The Sendai are another Shogunate faction, and are shrewd diplomats and negotiators. Playing as these guys will give you a boost to diplomatic relations, and reduces penalties when it comes to new conquests being differently aligned, and resistance to occupation.
Verdict: Overpriced and underwhelming. £2.99 a pop is pretty steep for something that ultimately adds nothing new to the game.
Dragon War Battle Pack
Released: 1st May 2012
The Dragon War Battle pack is solely to historical battles. The six new battles the key exploits of Saigo Takamori and his army as they fought in the name of the emperor during the Boshin War, and range from simple lands battles, to sieges, to naval engagements. Here’s the problem: these six battles are the same six that come with the Fall of the Samurai expansion.
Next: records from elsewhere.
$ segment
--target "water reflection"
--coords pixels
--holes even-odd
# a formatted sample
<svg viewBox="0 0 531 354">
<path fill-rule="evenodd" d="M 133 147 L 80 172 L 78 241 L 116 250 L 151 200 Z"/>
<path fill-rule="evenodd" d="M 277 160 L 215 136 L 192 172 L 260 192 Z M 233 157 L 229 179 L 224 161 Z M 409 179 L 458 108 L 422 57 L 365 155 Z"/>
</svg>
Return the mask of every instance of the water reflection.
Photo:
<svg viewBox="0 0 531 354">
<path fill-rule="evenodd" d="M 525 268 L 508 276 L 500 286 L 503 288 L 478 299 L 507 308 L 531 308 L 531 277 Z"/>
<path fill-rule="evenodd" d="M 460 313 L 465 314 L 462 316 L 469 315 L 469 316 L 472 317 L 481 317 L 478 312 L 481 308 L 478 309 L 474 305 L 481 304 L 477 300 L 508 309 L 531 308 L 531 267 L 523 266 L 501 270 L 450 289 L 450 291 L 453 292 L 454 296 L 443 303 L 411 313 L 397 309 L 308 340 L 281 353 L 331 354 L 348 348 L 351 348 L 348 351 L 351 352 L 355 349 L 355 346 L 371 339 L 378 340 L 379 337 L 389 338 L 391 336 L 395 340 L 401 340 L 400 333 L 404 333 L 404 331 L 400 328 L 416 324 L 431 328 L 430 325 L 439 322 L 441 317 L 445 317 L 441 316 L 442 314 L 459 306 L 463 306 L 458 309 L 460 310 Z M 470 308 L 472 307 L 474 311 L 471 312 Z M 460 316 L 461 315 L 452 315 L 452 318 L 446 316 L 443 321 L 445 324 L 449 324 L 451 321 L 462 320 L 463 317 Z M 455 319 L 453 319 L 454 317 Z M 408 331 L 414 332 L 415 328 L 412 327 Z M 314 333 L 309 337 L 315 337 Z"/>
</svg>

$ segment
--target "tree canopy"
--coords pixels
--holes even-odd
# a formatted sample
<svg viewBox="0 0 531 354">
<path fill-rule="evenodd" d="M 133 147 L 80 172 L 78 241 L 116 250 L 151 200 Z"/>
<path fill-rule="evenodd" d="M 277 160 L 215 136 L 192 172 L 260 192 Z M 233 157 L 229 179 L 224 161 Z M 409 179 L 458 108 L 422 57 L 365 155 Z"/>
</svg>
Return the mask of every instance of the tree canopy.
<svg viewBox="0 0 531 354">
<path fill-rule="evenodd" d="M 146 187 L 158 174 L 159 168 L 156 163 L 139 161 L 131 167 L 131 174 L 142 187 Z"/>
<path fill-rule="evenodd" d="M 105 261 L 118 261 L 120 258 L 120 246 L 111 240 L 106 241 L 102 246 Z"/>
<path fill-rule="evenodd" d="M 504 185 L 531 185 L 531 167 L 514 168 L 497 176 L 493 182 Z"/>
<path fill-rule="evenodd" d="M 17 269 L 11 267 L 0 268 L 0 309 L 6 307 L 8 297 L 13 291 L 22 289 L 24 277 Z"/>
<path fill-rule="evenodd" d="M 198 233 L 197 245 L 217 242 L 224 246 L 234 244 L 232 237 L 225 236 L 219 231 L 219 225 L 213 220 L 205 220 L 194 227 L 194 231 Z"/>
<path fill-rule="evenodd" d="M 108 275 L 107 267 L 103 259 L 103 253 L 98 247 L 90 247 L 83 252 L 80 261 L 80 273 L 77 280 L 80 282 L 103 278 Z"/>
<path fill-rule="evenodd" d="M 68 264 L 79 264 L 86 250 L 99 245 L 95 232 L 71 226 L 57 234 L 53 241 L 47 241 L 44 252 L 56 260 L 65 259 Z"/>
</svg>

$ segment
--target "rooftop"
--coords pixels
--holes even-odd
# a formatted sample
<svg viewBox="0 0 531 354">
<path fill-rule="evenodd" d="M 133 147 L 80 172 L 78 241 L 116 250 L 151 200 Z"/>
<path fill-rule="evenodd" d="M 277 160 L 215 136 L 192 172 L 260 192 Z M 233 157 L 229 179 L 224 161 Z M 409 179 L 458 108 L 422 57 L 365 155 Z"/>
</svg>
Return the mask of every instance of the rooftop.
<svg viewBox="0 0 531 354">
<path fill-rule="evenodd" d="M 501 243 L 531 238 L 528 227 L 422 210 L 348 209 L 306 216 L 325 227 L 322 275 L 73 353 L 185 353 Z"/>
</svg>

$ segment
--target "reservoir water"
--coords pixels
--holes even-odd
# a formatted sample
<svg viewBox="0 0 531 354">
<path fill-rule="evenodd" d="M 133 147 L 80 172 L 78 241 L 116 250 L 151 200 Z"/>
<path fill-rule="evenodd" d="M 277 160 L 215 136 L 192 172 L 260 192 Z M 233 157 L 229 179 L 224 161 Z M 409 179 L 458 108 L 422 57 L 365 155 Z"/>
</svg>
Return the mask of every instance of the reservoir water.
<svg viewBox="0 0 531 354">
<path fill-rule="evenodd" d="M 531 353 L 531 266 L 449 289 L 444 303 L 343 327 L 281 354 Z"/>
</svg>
Verdict: It’s only worth it if you don’t own Fall of the Samurai, and actually care enough about Historical battles to want more of them. At £2.39, there’s hardly a question of value, so it’s swings and roundabouts really.
Really, the trick is to wait for a Steam sale, and then just pick everything up cheap. Outside of that there are still some pieces worth acquiring even at full price. Ultimately, with each piece of DLC, Creative Assembly learns what we want. Hopefully for Rome 2 we’ll see the next evolution of Total War DLC, and more consistent quality.